Aire de répartition mondiale

L’aire de répartition mondiale du troncille pied-de-faon se limite au centre de l’Amérique du Nord, où sa répartition est étendue. En effet, on rencontre l’espèce dans 23 États des États-Unis et dans une province canadienne. Principalement présente dans les bassins hydrographiques des Grands Lacs et du fleuve Mississippi, l’espèce habite également le bassin de la rivière Mobile et la région côtière du Golfe (NatureServe, 2007). Aux États-Unis, le troncille pied-de-faon est observé dans les États suivants : Alabama, Arkansas, Géorgie, Iowa, Illinois, Indiana, Kansas, Kentucky, Louisiane, Michigan, Minnesota, Missouri, Massachusetts, Nebraska, New York, Ohio, Oklahoma, Pennsylvanie, Dakota du Sud, Tennessee, Texas, Wisconsin et Virginie-Occidentale (figure 2). La population de l’État de New York est considérée comme probablement disparue du pays (NatureServe, 2007). Malgré sa vaste aire de répartition, l’espèce est considérée comme apparemment stable ou stable dans seulement 6 États (Alabama, Illinois, Kentucky, Mississippi, Oklahoma et Tennessee), et la tendance mondiale globale à court terme semble être un déclin rapide à très rapide (NatureServe, 2007).
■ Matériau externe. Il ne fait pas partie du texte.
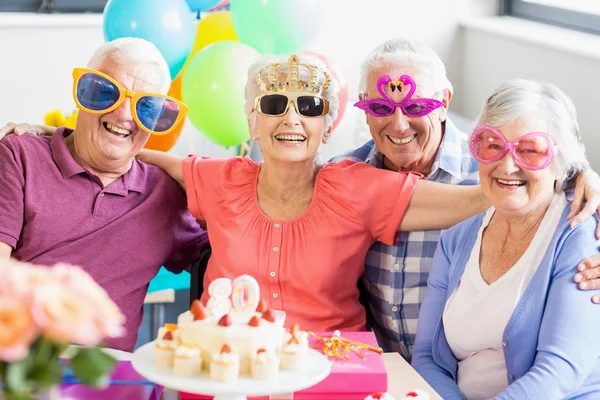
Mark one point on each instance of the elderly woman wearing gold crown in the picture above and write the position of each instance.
(302, 229)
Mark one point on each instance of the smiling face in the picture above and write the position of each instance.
(512, 189)
(408, 143)
(289, 137)
(110, 142)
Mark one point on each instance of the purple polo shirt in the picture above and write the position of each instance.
(53, 210)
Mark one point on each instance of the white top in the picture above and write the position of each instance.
(476, 314)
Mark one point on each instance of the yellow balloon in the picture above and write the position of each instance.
(71, 120)
(56, 118)
(215, 27)
(52, 117)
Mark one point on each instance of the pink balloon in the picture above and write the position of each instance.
(223, 3)
(343, 91)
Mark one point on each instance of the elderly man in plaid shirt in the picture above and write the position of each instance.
(395, 278)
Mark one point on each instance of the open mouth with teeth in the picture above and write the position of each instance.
(115, 130)
(290, 138)
(402, 140)
(511, 183)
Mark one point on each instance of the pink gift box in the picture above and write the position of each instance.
(348, 380)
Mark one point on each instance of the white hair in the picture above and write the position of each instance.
(522, 98)
(401, 52)
(128, 51)
(253, 91)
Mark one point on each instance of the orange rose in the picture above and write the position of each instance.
(64, 316)
(17, 329)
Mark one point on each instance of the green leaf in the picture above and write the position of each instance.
(92, 366)
(46, 375)
(16, 375)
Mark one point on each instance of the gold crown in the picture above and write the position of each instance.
(292, 82)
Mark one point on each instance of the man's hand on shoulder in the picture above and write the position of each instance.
(20, 129)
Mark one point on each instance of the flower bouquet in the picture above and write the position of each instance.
(44, 310)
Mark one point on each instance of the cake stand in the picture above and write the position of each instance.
(317, 369)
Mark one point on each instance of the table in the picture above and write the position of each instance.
(402, 378)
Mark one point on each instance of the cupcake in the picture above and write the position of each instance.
(164, 347)
(295, 349)
(225, 365)
(415, 395)
(264, 365)
(187, 361)
(379, 396)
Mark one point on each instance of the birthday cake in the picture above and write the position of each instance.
(234, 334)
(414, 395)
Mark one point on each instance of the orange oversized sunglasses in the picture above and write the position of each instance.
(98, 93)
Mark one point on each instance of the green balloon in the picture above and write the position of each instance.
(213, 88)
(277, 26)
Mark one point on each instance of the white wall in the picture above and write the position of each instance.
(39, 52)
(496, 49)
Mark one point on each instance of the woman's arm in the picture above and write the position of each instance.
(441, 206)
(20, 129)
(429, 316)
(171, 164)
(568, 346)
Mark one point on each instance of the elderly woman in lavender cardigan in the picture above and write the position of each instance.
(502, 317)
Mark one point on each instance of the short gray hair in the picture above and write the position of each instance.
(133, 51)
(520, 97)
(252, 89)
(401, 52)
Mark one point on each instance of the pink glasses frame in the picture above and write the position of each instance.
(385, 80)
(511, 146)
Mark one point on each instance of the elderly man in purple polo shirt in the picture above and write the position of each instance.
(81, 197)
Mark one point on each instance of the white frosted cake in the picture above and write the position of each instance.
(234, 329)
(234, 325)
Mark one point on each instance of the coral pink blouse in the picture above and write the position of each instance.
(308, 266)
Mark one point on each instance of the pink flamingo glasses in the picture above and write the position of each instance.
(533, 151)
(387, 106)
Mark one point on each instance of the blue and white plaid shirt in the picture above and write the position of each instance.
(396, 276)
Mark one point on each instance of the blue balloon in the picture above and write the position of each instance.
(167, 24)
(202, 5)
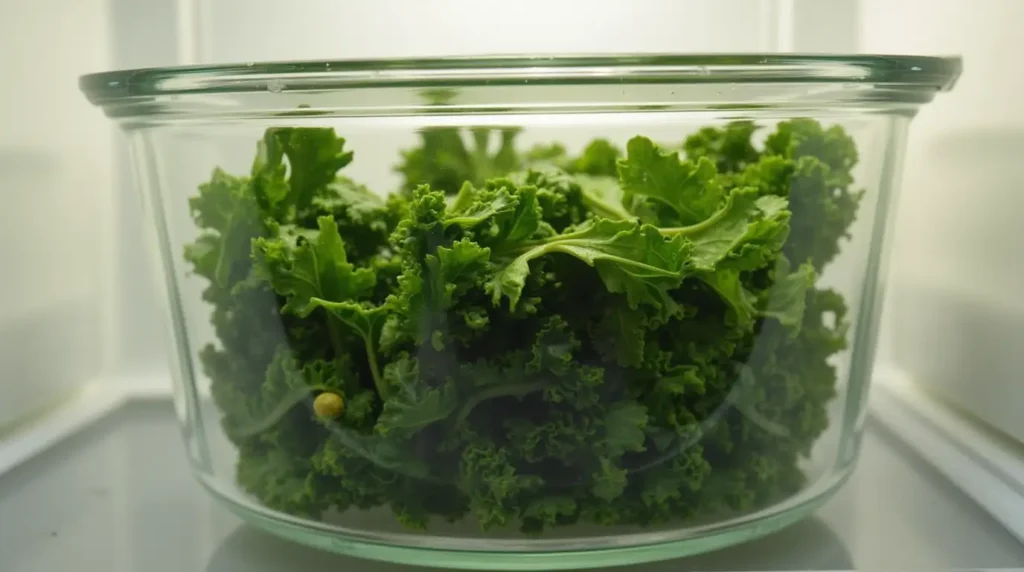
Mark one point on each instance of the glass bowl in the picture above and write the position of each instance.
(522, 312)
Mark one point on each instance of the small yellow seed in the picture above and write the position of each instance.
(329, 405)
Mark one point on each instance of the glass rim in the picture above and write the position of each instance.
(896, 73)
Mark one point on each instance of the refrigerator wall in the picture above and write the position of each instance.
(55, 227)
(954, 318)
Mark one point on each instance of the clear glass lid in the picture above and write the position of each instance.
(516, 84)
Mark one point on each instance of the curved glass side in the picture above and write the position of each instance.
(541, 335)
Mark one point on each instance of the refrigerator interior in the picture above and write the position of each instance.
(83, 330)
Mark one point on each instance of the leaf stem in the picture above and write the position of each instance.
(606, 210)
(335, 334)
(379, 382)
(702, 225)
(333, 325)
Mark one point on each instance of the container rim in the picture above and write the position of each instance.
(898, 74)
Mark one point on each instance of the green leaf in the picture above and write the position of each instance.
(413, 405)
(631, 259)
(729, 286)
(747, 233)
(621, 334)
(689, 189)
(511, 213)
(599, 158)
(609, 481)
(367, 319)
(787, 296)
(624, 429)
(314, 156)
(224, 205)
(314, 269)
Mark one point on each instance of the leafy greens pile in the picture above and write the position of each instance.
(527, 339)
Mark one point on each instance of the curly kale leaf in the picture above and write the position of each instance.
(314, 156)
(632, 259)
(665, 353)
(444, 162)
(665, 190)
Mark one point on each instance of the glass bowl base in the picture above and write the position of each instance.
(683, 542)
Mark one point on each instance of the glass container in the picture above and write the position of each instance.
(522, 312)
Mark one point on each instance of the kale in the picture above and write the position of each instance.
(627, 337)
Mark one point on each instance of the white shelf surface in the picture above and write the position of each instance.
(117, 496)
Figure 2. Aire de répartition nord-américaine du troncille pied-de-faon (Truncilla donaciformis).

Figure 2. Aire de répartition nord-américaine du troncille pied-de-faon (Truncilla donaciformis).
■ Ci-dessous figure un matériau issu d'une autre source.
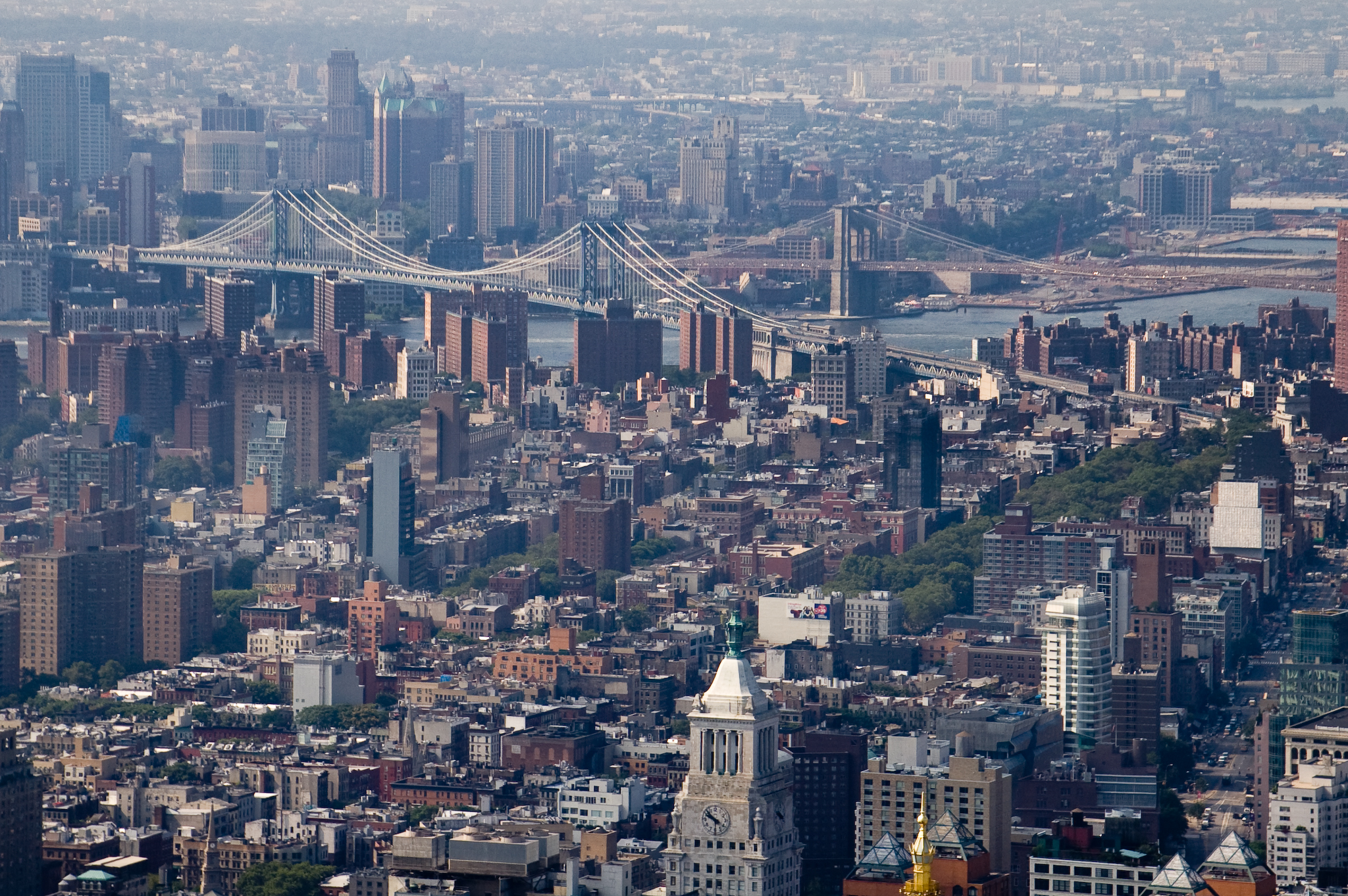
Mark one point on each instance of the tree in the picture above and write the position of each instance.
(178, 473)
(181, 772)
(1173, 824)
(320, 716)
(109, 674)
(265, 693)
(927, 604)
(80, 674)
(418, 814)
(284, 879)
(636, 619)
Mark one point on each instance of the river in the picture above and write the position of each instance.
(948, 332)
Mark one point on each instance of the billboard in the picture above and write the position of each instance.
(806, 609)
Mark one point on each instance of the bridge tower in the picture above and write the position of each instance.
(855, 239)
(599, 284)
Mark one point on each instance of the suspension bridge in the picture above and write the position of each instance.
(299, 232)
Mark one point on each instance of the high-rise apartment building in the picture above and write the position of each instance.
(513, 177)
(342, 147)
(392, 519)
(871, 362)
(596, 534)
(47, 88)
(710, 173)
(618, 348)
(371, 620)
(444, 439)
(177, 609)
(270, 453)
(415, 374)
(80, 607)
(833, 379)
(410, 134)
(294, 382)
(1341, 306)
(9, 380)
(231, 306)
(452, 197)
(220, 161)
(14, 149)
(96, 127)
(913, 457)
(697, 341)
(20, 821)
(1076, 680)
(338, 302)
(139, 376)
(92, 457)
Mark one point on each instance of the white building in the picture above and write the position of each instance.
(869, 361)
(484, 747)
(874, 614)
(415, 371)
(1075, 649)
(812, 616)
(735, 813)
(1305, 820)
(271, 641)
(600, 802)
(325, 680)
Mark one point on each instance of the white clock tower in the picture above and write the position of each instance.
(734, 830)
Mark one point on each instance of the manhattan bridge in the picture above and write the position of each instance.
(299, 232)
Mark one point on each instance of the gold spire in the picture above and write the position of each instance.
(922, 852)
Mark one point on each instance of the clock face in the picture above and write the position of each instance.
(716, 820)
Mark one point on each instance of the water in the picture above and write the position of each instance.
(1339, 100)
(952, 332)
(549, 336)
(1299, 245)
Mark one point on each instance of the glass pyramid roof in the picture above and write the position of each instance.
(889, 855)
(1177, 878)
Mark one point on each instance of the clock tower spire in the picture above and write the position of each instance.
(734, 825)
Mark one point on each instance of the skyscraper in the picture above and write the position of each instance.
(177, 608)
(338, 302)
(80, 607)
(710, 173)
(444, 439)
(452, 197)
(697, 341)
(231, 306)
(9, 380)
(342, 149)
(1076, 680)
(49, 92)
(913, 457)
(14, 147)
(410, 134)
(392, 518)
(92, 457)
(618, 348)
(737, 790)
(271, 453)
(1341, 307)
(95, 126)
(297, 383)
(513, 177)
(596, 534)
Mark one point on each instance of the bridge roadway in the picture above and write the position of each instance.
(1185, 276)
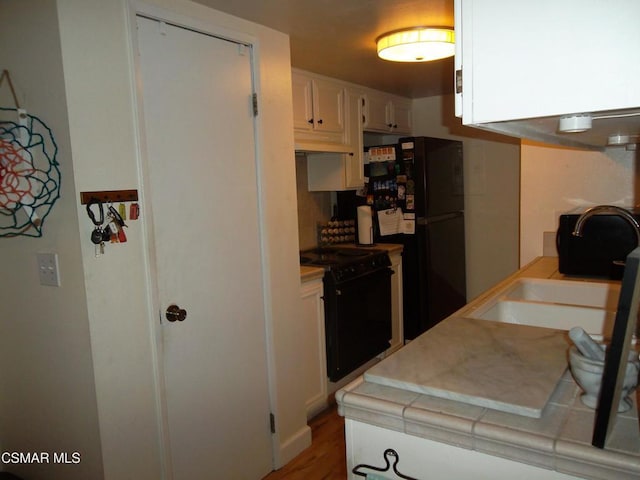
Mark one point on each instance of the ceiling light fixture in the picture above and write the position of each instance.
(418, 44)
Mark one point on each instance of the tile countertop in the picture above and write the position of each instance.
(308, 273)
(559, 440)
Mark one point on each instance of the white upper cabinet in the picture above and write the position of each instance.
(318, 113)
(518, 60)
(386, 113)
(341, 171)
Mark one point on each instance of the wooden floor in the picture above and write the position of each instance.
(325, 459)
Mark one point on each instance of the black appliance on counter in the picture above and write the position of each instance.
(606, 241)
(357, 305)
(425, 181)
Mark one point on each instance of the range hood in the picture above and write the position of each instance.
(608, 129)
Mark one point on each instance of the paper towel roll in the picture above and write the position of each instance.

Aire de répartition canadienne

Au Canada, le troncille pied-de-faon se rencontre seulement dans le bassin des Grands Lacs, dans le sud de l’Ontario, notamment dans la partie inférieure du lac Huron, le lac Sainte-Claire, le lac Érié et les rivières Detroit et Niagara. Il n’y a aucune mention du troncille pied-de-faon dans les autres provinces ou dans les territoires du Canada (Metcalfe-Smith et Cudmore-Vokey, 2004).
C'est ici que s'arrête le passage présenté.